Am I asking too much?

Anonymous said...

The consequences of hysteria over a rocket launch will:
1) Continue to feed anti-N Korea sentiments in Japan to no real political advantage for the Japanese Government who is in no position to deliver a less belligerent N Korea nor further progress on abduction issue (another hysteria issue).
2) Just gives N Korea one more button they can push to get attention and create issues for which the West convinces itself it must negotiate.

Why do people get so excited by rockets? They have proven to be effective weapons of terror but not of real destruction. The best way to deal with propaganda is to ignore it.

George said...

Not that I necessarily disagree with your comments on undue hysteria over these rocket launches, however when you live within range and in fact under the flight path of their unpredictable landings it makes all the difference, I think.

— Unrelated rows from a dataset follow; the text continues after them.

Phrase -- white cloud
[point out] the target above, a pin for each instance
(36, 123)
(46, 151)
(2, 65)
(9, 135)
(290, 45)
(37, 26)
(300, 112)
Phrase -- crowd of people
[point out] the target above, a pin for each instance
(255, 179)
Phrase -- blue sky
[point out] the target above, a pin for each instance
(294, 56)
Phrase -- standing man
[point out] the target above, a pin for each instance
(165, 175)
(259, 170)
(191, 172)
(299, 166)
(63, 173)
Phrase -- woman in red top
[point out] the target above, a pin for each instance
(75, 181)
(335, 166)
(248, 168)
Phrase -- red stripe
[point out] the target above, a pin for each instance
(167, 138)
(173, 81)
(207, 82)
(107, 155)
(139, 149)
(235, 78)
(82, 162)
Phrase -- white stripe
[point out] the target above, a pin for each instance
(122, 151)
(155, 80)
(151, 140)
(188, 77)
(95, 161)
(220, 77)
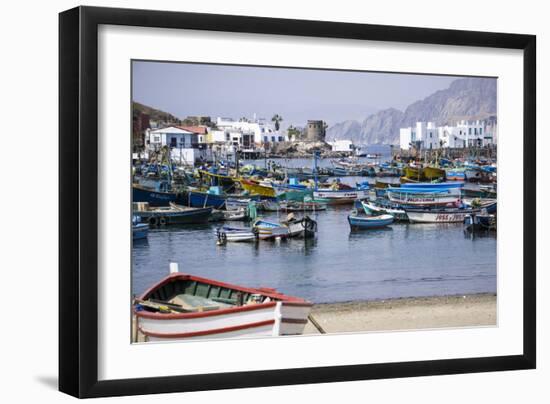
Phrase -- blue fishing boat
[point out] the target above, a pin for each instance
(357, 222)
(152, 197)
(268, 230)
(235, 234)
(433, 185)
(480, 221)
(139, 230)
(173, 214)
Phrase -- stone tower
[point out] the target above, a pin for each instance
(315, 131)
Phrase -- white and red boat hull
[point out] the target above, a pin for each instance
(278, 315)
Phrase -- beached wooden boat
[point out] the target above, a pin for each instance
(357, 222)
(424, 174)
(187, 307)
(438, 215)
(173, 214)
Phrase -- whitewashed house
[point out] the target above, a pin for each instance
(424, 134)
(342, 145)
(184, 145)
(261, 131)
(463, 134)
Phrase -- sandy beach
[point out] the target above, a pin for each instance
(405, 314)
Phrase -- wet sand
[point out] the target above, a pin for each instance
(405, 314)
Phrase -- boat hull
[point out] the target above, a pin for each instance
(140, 231)
(153, 198)
(438, 216)
(369, 222)
(160, 217)
(277, 315)
(342, 197)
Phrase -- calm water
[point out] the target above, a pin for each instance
(402, 261)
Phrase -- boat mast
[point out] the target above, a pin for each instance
(315, 155)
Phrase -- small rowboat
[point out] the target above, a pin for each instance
(235, 234)
(255, 188)
(340, 197)
(424, 196)
(173, 214)
(270, 230)
(357, 222)
(139, 230)
(187, 307)
(390, 209)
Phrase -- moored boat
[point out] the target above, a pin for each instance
(438, 215)
(151, 196)
(173, 214)
(139, 230)
(423, 196)
(255, 188)
(270, 230)
(187, 307)
(235, 234)
(380, 208)
(357, 222)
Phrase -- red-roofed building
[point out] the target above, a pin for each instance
(201, 132)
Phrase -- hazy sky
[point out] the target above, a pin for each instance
(297, 94)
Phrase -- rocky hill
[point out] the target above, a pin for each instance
(470, 98)
(154, 114)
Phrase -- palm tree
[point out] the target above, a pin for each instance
(277, 119)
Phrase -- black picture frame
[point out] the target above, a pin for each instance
(78, 203)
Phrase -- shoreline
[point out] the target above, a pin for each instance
(408, 313)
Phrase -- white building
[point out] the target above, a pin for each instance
(256, 131)
(463, 134)
(425, 134)
(342, 145)
(184, 145)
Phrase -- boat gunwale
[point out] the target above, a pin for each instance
(220, 330)
(285, 299)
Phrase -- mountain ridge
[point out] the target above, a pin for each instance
(468, 98)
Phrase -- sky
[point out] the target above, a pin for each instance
(297, 95)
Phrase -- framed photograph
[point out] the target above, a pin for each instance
(251, 202)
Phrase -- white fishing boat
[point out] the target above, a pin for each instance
(235, 234)
(438, 215)
(397, 213)
(187, 307)
(414, 197)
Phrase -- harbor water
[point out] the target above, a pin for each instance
(404, 260)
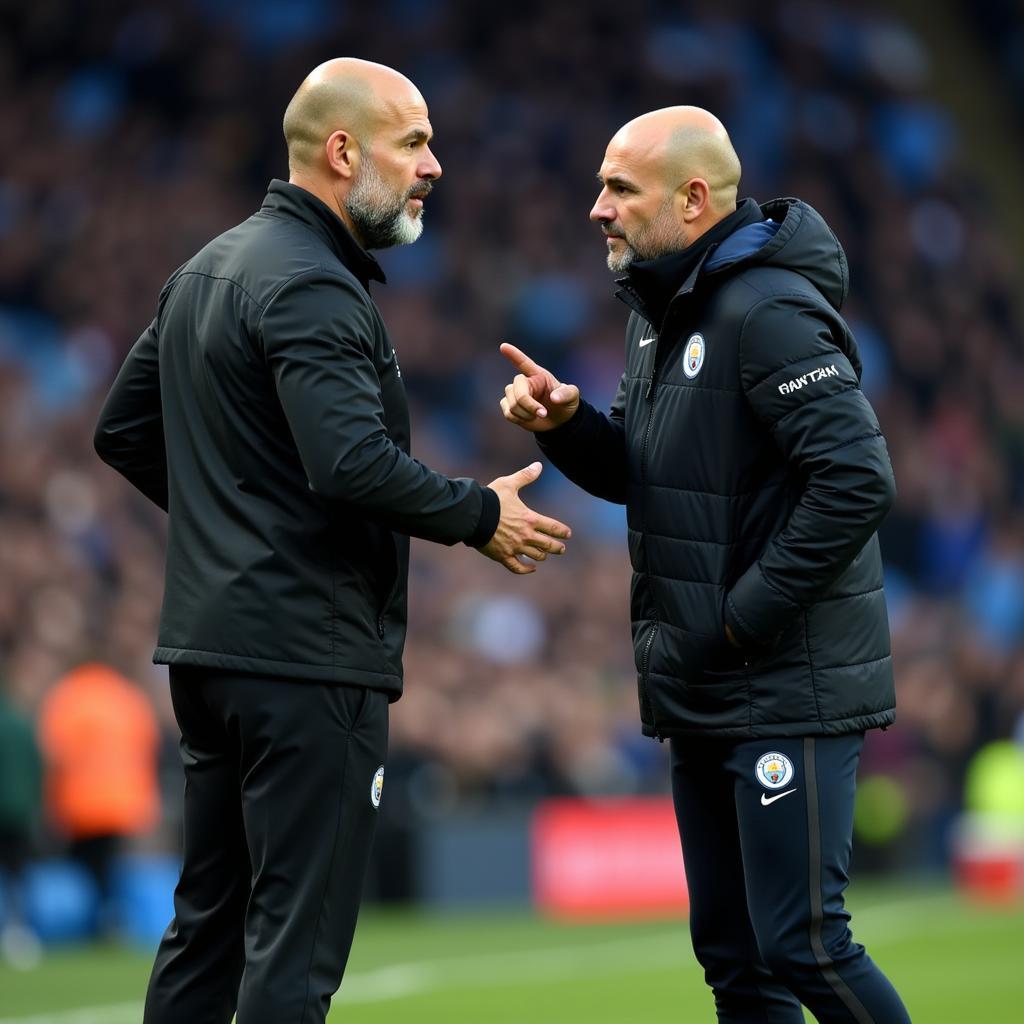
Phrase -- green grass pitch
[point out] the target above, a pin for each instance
(953, 963)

Why do we get excited by rockets? Because they can accidentally kill us, I suppose. You mention that they are effective weapons of terror but not of real destruction. Unless, of course, you happen to have one land on you or someone you care about. It hardly seems like simple propaganda for an antagonistic nation to continue the development of a ballistic missile program that includes launches that fly over my home and my family, from my perspective. If such missiles were flying over the U.S. I can only imagine what kind of hysteria would ensue.

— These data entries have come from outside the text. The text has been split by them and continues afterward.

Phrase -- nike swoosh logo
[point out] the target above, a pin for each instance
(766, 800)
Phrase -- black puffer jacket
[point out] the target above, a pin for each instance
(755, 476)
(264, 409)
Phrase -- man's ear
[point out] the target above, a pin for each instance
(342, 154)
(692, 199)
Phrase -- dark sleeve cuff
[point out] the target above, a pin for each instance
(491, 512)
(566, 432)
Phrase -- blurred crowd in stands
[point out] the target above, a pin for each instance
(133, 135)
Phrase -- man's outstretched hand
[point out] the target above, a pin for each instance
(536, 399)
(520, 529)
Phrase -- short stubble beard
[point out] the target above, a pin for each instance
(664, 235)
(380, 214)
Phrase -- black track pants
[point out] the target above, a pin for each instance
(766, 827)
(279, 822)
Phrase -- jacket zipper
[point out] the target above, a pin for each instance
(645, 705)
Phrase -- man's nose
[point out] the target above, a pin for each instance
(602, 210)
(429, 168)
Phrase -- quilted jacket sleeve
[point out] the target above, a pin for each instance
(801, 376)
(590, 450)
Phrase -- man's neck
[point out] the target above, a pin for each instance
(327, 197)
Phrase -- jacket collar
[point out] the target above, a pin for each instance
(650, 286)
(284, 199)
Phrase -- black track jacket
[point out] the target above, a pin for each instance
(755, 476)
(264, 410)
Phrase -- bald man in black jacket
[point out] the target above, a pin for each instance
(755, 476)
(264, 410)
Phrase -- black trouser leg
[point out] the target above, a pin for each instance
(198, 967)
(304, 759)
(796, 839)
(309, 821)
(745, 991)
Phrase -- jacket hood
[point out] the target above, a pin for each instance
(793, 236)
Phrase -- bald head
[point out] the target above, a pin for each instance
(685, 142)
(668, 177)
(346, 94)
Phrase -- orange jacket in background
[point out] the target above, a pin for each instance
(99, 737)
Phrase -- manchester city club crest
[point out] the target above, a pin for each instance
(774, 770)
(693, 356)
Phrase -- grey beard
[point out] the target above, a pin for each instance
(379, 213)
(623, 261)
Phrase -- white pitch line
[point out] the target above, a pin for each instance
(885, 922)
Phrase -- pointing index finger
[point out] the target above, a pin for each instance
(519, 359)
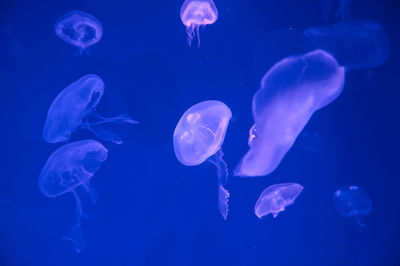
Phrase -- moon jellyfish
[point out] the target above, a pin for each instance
(196, 13)
(72, 108)
(355, 43)
(69, 167)
(274, 199)
(79, 29)
(198, 137)
(352, 201)
(291, 91)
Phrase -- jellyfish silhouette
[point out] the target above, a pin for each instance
(352, 201)
(69, 167)
(274, 199)
(198, 137)
(72, 108)
(196, 13)
(291, 91)
(79, 29)
(355, 43)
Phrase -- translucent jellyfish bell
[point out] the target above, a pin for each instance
(291, 91)
(79, 29)
(196, 13)
(69, 167)
(72, 108)
(352, 201)
(198, 137)
(274, 199)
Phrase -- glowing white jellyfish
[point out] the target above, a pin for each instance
(196, 13)
(198, 137)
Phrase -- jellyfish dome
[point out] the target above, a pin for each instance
(274, 199)
(352, 201)
(79, 29)
(71, 109)
(196, 13)
(198, 137)
(291, 91)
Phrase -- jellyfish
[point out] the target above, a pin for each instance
(352, 201)
(68, 168)
(274, 199)
(198, 137)
(72, 109)
(79, 29)
(355, 43)
(196, 13)
(291, 91)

All that said, I thought that Gates, Obama and Clinton, etc. were fairly hysteria free these past few weeks. Then again, they do have other issues on their minds at the moment, which is one of the many reasons for the timing of this latest launch I'd imagine. Hopefully, they were at a minimum reassuring the Japanese of our commitment to their defense away from the cameras.

Anonymous said...

Some thoughts on the NK rocket launch. I saw John Bolton, last UN ambassador under Bush and staunch neo-con advocate of regime change, on Fox News discuss the missile launch. He seemed rather calm (hard to judge I know due to his stoic public demeanor). He pointed out to the excited Fox interviewer that China is about the only country that can influence N Korean behavior without use of military force. Also saw (on CSPAN)UN ambassador Takasu (Japan) and Rice (US) make their points about the UNSC emergency meeting. As expected they emphasized that NK was in violation of UN resolution 1718. Takasu was excited and indignant but did not reveal much except to admit that under other circumstances NK had the right to peaceful launch of satellites. Rice was calmer and kept to the proceedings and results of the UNSC meeting. The newspapers said that NK claimed it successfully launched an orbiting vehicle in space but I have yet to get any more information on this crucial point. Yesterday, I saw the CNN special report on the impending launch. There was a lot of heat but little light until star international reporter Christiane Amanpour pointed out her outstanding report about touring the Yongbyon reactor last year, witnessing its decommissioning and the spectacular explosion that leveled the cooling tower component.

Anonymous said...

The bruhaha created by a rocket, the direction of launch which would have had to pass over Japan were it to finish somewhere in international waters, results in failed Security Council resolution reinforcing North Korean behavior, as it tests and reassures them of China and Russia's historical connectedness however reluctant to the regime. In the meantime it exposes the error prone and bungling authorities in Japan's defense, and were it not for trust in general political cynicism, undoes much of the unity shown in the just finished G20. Little less alarm would have resulted in much less reinforcement for N Korea to continue to behave as a hostile actor. Ballistic missiles are propaganda weapons. If destruction and delivery is the objective an anonymous shipping container is much more effective. On the other hand anonymous delivery of destruction has no political purpose other than one that is totally anarchical. N Korea does more harm shipping amphetamines than with their ballistic missile program.